When you have been out of education for a while, making the transition back in can be a daunting process. Though the thought may be exciting, you may also be feeling very anxious about studying at University level. Support is available to those that need it. You might also be glad to know you wont be the only mature student studying for the first time since school. Mature students also tend to work much harder than everyone else.
Many of the younger students will not have the same life experiences or outlook on life that you have gained.
#1 Time Management
This is one of the main things any student has to manage, especially mature students. Whether you are part-time or full-time, you may have other responsibilities such as work, children. Splitting your time equally between studies and personal life is critical.
When you get a study planner, split the workload into manageable sections and then add personal life around that.
Weekly wall planners are an essential piece of kit in the student arsenal. I recommend getting the whiteboard versions with the extra “to-do’s” and “Don’t Forget” spaces on the bottom. Having your full week written out on the wall is a fantastic way to break up modules and time. It also ensures you do not miss anything such as an assignment.

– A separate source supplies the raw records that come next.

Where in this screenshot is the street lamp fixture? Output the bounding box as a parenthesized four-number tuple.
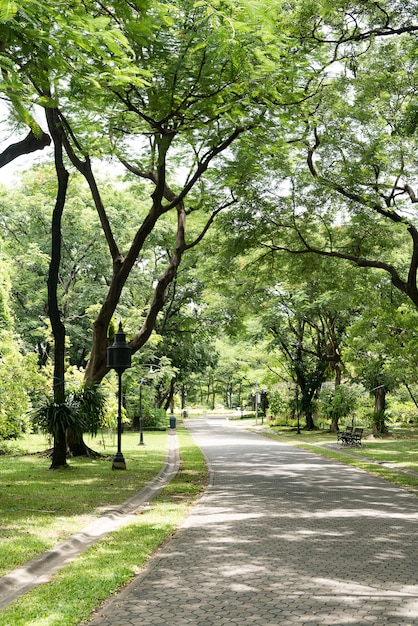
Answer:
(107, 322, 132, 470)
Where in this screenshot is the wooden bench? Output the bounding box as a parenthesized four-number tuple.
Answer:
(337, 427, 363, 446)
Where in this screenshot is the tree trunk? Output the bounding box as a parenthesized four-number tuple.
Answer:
(66, 431, 99, 456)
(45, 107, 69, 470)
(298, 380, 318, 431)
(329, 369, 342, 432)
(404, 382, 418, 410)
(373, 386, 387, 434)
(334, 364, 342, 388)
(374, 386, 385, 413)
(163, 379, 176, 412)
(305, 410, 316, 430)
(330, 417, 339, 432)
(68, 204, 187, 454)
(50, 423, 67, 470)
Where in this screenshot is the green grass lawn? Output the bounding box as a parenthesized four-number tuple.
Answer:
(2, 419, 418, 625)
(0, 427, 208, 625)
(263, 423, 418, 492)
(0, 431, 169, 577)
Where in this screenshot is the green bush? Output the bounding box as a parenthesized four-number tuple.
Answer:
(32, 395, 86, 438)
(71, 383, 108, 436)
(318, 385, 359, 427)
(143, 408, 167, 430)
(0, 352, 46, 440)
(384, 398, 418, 425)
(268, 390, 284, 418)
(0, 440, 26, 455)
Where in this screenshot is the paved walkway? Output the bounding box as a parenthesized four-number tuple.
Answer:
(88, 417, 418, 625)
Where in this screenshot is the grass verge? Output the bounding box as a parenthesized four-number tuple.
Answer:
(0, 431, 169, 577)
(263, 425, 418, 494)
(0, 427, 208, 625)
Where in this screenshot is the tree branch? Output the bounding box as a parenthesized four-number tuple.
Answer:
(0, 130, 51, 168)
(56, 110, 122, 264)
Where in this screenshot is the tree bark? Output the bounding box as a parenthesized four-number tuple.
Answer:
(65, 431, 100, 456)
(53, 113, 242, 451)
(305, 410, 316, 430)
(0, 130, 51, 168)
(329, 367, 343, 432)
(373, 386, 388, 434)
(45, 108, 69, 469)
(162, 379, 176, 412)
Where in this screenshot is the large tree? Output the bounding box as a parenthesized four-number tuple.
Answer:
(253, 8, 418, 313)
(0, 0, 328, 463)
(5, 0, 416, 455)
(0, 1, 270, 380)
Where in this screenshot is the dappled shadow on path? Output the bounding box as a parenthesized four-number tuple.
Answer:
(90, 418, 418, 626)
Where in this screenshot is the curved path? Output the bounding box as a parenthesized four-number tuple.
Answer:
(89, 416, 418, 626)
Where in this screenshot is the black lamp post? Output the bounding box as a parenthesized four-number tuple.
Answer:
(295, 384, 301, 435)
(138, 377, 146, 445)
(107, 322, 132, 470)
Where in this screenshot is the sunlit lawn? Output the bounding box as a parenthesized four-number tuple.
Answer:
(277, 426, 418, 468)
(0, 430, 168, 577)
(262, 423, 418, 491)
(0, 428, 208, 625)
(339, 429, 418, 469)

If you also use the tick spaces on the bottom, you can mark off what you have done and physically see what is left to do.
You can pickup wall planners from any craft shop, or even Ebay! They cost between £5-£15 depending on size and features.
#2 Study Techniques
There are a lot of study techniques for mature students. I might create another topic on this since the list is quite vast. I feel it would need a whole new post of it’s own. However, I will cover a couple of them.

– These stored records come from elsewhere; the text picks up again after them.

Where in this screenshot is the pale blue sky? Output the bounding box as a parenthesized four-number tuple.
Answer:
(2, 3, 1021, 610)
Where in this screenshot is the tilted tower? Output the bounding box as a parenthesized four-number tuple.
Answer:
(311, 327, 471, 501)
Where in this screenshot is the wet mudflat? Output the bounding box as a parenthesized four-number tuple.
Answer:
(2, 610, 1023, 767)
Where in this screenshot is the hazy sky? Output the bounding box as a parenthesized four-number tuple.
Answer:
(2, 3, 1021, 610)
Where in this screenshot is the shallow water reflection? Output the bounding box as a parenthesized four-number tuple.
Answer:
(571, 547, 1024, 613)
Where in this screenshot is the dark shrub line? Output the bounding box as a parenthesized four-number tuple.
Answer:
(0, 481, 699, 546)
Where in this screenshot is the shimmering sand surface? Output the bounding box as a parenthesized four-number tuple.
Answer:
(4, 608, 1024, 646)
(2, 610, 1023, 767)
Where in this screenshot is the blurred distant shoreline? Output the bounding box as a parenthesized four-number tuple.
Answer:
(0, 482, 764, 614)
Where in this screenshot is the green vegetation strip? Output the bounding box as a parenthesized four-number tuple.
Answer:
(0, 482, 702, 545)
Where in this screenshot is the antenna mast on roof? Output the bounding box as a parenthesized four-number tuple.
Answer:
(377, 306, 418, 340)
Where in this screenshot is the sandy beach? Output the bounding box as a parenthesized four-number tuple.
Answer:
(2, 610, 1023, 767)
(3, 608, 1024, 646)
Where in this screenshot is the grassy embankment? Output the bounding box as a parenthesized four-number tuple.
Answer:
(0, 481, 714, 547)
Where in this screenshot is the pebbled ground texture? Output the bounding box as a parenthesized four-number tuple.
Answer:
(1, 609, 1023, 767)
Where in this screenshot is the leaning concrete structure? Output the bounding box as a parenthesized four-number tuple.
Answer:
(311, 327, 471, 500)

You will need to tryout a method that works for you. What works for you may not work for the next person. Everybody has their own unique spin on study techniques.
The Pomodoro technique came about in the late 80’s. It involved getting an Egg timer or something similar (even your phone!). You decide on the task you want to carry out. Set the timer for 25 minutes, then get to work until the timer rings! Once the timer rings you take a short 5 minute break. Use this time to decide on the next task. You repeat this four times and take a 30-minute break. If you complete the task before the timer ends. Dedicate that time to back-learning and go through the tougher material.
This method works really well since consistently learning the same subject or topic, does not sink in. It is scientifically proven that regular breaks with short bursts of learning works better.
It is very tempting to get stuck into more than one module at a time. Multi-tasking is a students enemy. Using the weekly planner method above will help you avoid over-lapping and running into the danger zone of multi-tasking. Once you start trying to juggle two tasks together, things will get very messy indeed!
Use the above weekly planner to plan ahead, space your modules out. Don’t try and run two tasks along side each other. You will get confused and bogged down.
Mind maps are a fantastic way to visualize ideas and brainstorm for projects. It is also a way of getting ideas that are stuck in your head down on paper. You start with one main idea. For example a topic for a blog post, then jot down all of your creative ideas using the branches. You can also color code them.
I actually use mind mapping to look for topics to write on this very blog. I start with one main idea then work downwards, eventually I have around 20-30 post topics.
#3 Study Space
A study space away from all distractions is essential for learning. You want to aim for as little distraction as possible. Some students listen to music, which is fine, it helps some but not others. Try to use this space as a mobile-free area. Statistics show, we check our phones every 12 minutes. That is up to 80 times a day!
Try to create a quite space in the home away from everything. Convert a spare room and try to make it as cosy as possible. Only use this space solely for studying. Do not eat or read newspapers in your study space. If you keep this all separate your brain will subconsciously know it is for getting stuck into Uni work only.
This is my top 3 study tips for mature students. Simple yet very effective. The main things you want to keep in mind here is focus. The 3 tips is enough to get you started on the road to learning. It can be a little strange to adapt the methods at first. Without any sort of structure in our Uni life, things would be very difficult. The work is tough enough as it is without having to deal with lack of structure.